In the neo-Churchillian peroration to his nationally televised address on 23 March, Boris Johnson urged the British people to “join together to halt the spread of this disease, to protect the NHS and to save many, many thousands of lives”.
He continued: “I know that as they have in the past, so many times, the people of this country will rise to the challenge and we will come through it stronger than ever. We will beat the coronavirus and we will beat it together.”
However, Johnson would be in a much stronger position to unite and rally the country at this time of national emergency if he had not spent his past eight months as Prime Minister, and past four years as a champion of Brexit, being so intensely partisan, so deeply divisive, so cavalier with the truth and so contemptuous of those who believe that leaving the European Union is a monumental error. During the first two months of the year, he and Dominic Cummings appeared obsessed with confronting the BBC, the judiciary and the civil service, while doing precious little to ward off the looming pandemic.
So here is a constructive suggestion. It is too much to hope that Johnson will decide, in the light of the global economic collapse which the pandemic has triggered, that the UK is reckless to cut itself adrift from the rest of Europe at such a perilous time, and that Brexit is an ideological luxury from a bygone era that should now be jettisoned.
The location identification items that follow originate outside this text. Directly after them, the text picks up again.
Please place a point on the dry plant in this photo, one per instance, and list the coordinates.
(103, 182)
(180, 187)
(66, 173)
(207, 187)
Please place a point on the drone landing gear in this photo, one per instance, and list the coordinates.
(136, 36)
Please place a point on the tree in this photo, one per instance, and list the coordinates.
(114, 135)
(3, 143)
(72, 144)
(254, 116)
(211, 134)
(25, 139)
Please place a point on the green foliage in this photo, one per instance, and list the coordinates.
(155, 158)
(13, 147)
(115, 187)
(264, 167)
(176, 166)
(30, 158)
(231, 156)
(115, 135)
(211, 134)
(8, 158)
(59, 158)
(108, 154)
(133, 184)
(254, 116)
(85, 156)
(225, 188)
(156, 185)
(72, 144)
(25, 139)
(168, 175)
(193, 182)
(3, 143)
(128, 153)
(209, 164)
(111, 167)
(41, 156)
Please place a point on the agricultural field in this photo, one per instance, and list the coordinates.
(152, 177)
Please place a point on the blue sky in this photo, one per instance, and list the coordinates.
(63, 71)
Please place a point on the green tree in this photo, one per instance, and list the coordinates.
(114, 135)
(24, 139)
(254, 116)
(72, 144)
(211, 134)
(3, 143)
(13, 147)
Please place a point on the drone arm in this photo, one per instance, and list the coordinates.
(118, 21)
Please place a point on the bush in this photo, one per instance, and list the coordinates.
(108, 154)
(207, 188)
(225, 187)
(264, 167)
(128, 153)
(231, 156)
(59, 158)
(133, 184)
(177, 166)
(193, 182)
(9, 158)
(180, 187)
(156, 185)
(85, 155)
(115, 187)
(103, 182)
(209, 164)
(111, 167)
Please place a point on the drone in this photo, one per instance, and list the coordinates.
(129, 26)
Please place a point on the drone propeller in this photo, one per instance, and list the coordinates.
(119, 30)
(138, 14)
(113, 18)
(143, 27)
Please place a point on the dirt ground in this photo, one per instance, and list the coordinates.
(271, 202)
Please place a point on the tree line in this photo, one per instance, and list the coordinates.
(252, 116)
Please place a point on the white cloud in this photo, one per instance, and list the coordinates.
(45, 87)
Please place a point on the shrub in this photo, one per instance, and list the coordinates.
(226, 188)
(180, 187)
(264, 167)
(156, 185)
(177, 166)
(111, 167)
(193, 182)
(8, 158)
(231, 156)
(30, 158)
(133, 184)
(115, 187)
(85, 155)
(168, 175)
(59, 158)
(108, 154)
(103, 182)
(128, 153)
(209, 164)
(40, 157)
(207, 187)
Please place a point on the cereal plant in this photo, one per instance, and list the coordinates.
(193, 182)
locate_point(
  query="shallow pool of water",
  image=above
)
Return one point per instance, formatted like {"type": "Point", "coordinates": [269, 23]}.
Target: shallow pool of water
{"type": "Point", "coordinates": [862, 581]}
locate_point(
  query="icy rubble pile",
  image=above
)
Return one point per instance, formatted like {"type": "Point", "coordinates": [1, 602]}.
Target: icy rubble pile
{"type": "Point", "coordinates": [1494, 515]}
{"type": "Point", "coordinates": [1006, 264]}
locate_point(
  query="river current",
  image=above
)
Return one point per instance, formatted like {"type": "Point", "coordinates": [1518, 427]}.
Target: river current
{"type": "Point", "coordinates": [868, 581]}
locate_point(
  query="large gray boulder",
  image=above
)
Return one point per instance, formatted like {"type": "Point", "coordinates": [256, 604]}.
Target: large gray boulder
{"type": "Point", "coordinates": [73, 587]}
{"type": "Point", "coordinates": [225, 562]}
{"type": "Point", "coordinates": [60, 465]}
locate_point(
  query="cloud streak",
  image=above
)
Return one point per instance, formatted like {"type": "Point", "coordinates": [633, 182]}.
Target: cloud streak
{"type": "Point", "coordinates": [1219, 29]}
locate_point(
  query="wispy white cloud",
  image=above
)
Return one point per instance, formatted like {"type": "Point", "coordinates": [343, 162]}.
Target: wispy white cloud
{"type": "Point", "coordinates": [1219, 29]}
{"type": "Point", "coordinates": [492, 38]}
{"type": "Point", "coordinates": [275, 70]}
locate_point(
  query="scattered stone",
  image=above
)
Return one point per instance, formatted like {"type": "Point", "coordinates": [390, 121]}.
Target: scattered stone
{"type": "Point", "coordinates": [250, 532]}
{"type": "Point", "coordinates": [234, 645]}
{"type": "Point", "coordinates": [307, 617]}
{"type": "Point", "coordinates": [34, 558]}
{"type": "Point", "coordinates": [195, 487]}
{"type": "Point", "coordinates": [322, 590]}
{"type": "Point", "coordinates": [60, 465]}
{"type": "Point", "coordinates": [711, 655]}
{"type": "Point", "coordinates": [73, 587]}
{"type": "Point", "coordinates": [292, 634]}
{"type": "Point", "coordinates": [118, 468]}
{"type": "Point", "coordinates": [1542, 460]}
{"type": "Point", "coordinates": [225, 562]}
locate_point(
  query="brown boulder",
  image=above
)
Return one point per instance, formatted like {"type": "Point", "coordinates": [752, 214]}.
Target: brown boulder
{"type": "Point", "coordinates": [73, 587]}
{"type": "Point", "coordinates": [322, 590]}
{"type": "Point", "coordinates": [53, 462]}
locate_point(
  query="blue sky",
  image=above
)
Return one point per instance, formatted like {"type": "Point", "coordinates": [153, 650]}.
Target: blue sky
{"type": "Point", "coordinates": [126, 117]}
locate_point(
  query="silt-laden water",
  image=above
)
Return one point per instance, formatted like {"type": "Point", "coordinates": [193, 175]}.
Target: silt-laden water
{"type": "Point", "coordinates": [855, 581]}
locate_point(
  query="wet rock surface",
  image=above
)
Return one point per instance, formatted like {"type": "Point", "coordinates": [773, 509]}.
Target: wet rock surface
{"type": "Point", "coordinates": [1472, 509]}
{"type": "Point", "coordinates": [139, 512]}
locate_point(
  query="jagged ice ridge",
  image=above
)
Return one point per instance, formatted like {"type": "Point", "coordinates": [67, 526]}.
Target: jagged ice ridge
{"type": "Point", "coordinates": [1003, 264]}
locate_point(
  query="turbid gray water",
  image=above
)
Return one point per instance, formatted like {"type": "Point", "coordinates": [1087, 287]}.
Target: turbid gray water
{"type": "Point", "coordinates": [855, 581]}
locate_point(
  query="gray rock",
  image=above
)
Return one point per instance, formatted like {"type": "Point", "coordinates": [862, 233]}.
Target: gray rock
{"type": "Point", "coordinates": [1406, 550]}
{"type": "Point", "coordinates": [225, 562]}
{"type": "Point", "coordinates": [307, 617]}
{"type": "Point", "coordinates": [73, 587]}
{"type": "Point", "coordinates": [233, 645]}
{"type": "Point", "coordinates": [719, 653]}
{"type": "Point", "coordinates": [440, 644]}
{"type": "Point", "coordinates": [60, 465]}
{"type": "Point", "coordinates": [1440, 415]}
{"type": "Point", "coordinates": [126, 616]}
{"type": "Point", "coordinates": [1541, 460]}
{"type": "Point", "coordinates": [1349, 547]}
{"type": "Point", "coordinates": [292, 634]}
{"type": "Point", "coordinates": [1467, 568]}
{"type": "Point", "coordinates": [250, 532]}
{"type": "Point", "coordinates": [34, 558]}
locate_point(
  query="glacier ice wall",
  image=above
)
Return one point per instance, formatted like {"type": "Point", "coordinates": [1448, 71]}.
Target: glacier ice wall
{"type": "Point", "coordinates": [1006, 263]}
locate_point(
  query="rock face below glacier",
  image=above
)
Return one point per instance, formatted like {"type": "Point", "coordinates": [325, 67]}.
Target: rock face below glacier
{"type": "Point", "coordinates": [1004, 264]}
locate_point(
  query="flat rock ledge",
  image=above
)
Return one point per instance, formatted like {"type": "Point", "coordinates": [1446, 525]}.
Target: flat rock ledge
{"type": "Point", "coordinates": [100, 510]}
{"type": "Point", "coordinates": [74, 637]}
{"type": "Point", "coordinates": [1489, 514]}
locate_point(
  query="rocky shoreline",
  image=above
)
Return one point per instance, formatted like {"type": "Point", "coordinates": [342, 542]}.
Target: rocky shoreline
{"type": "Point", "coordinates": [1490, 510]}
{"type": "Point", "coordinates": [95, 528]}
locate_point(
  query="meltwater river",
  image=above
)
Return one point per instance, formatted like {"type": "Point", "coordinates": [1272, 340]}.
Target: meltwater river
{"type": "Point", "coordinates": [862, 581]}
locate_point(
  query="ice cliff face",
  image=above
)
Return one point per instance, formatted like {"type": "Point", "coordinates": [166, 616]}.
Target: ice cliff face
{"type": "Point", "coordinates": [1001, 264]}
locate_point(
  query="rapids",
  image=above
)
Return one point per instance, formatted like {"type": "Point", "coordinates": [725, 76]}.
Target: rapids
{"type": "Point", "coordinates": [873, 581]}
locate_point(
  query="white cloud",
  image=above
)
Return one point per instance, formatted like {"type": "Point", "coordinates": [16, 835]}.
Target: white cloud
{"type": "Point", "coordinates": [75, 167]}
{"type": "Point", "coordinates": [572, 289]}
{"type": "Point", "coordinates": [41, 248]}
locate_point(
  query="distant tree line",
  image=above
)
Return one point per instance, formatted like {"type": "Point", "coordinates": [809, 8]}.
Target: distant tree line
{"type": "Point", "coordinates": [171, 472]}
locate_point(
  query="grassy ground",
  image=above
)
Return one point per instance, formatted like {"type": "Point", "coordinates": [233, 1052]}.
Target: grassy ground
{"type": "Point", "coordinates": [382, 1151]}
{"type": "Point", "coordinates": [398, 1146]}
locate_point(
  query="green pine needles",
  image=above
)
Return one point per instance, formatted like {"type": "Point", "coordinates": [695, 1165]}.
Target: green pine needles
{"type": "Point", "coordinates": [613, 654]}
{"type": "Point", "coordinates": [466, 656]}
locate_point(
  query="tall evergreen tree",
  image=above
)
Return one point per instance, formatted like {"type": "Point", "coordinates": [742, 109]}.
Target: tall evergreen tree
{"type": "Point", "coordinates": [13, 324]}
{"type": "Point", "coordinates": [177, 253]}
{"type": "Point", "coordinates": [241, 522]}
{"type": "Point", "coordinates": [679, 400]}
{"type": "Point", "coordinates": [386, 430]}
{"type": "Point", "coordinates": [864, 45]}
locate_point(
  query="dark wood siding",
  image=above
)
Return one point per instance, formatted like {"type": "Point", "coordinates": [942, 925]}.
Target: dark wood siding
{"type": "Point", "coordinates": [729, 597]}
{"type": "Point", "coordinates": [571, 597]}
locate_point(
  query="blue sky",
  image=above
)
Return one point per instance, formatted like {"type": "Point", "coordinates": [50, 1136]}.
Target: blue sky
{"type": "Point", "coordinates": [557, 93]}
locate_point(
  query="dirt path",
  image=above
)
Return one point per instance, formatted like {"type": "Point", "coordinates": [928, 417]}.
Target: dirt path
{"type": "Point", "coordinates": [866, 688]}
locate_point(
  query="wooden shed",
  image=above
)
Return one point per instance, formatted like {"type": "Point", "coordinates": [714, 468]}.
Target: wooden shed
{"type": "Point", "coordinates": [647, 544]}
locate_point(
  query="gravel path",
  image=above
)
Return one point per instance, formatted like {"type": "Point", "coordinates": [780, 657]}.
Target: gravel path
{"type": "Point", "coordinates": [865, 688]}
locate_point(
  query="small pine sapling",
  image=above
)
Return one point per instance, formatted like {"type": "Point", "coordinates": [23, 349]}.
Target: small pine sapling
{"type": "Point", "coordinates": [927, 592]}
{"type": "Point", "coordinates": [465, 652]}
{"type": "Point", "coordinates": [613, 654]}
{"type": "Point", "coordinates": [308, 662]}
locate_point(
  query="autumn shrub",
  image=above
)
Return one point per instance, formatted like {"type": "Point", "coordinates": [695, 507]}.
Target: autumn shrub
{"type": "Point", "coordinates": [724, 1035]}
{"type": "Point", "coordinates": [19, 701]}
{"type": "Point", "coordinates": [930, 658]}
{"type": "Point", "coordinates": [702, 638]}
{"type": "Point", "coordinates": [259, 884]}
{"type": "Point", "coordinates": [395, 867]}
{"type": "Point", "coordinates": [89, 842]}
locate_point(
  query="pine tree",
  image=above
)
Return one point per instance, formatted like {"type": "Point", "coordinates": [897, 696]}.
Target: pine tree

What he can and should do is announce, immediately, that the UK will seek an extension to the Brexit transition period due to end on 31 December.
Incredibly, the Prime Minister appeared to rule out that course of action when questioned during his daily press conference on 18 March. “There is legislation in place that I have no intention of changing,” he said, referring to a provision that Downing Street rashly inserted into the EU Withdrawal Bill which makes it illegal to seek an extension request.
But Johnson will have no choice. He will have to repeal that provision. The timetable for negotiating a new trading relationship with the EU was alarmingly tight even before the present crisis. Now it is completely impossible. Nobody in this country, or in Brussels, has time to focus on anything but the battle against coronavirus. Nor will they for months to come.
In the absence of an agreement, Britain will crash out of the European single market and customs union at the end of the year with no alternative trading arrangements in place. Even the most rabid Brexiteer, the likes of Jacob Rees-Mogg or Mark Francois, must realise that is now unthinkable.
When this country finally emerges from the coronavirus crisis, hopefully this summer, it will be up to its neck in debt and fighting to prevent a deep recession turning into a Great Depression. What is left of British business and industry will be on its knees.
Does anyone seriously believe the government should then administer the death blow by cutting supply chains from the continent, triggering tariffs on our exports and willfully disrupting access to our largest market?
After such a turbulent and traumatic year, would anybody really want the food and medicine shortages, price rises and civil unrest foreseen by the government’s own “Yellowhammer” contingency planners in the event of a no-deal Brexit?
Now that the government seems to be listening to experts again, should it not heed its own Office for Budget Responsibility which – even before coronavirus caused such economic devastation – forecast that a no-deal Brexit would shrink the economy by 2 per cent and increase annual borrowing by £30bn?
Johnson should follow the lead of Rishi Sunak, his Chancellor, who declared that “this is no time for ideology” as he unveiled the second of his three vast economic rescue packages last week. The Prime Minister must know he will be forced to seek an extension sooner or later. Were he to do it now, he would offer a desperately-needed scintilla of relief to Britain’s beleaguered businesses and industry.
He would also be in a much stronger position to stir the country for the momentous days ahead. He would be seen as a real leader – one who has finally, and very belatedly, risen above narrow partisan interests in order to put those of his country first.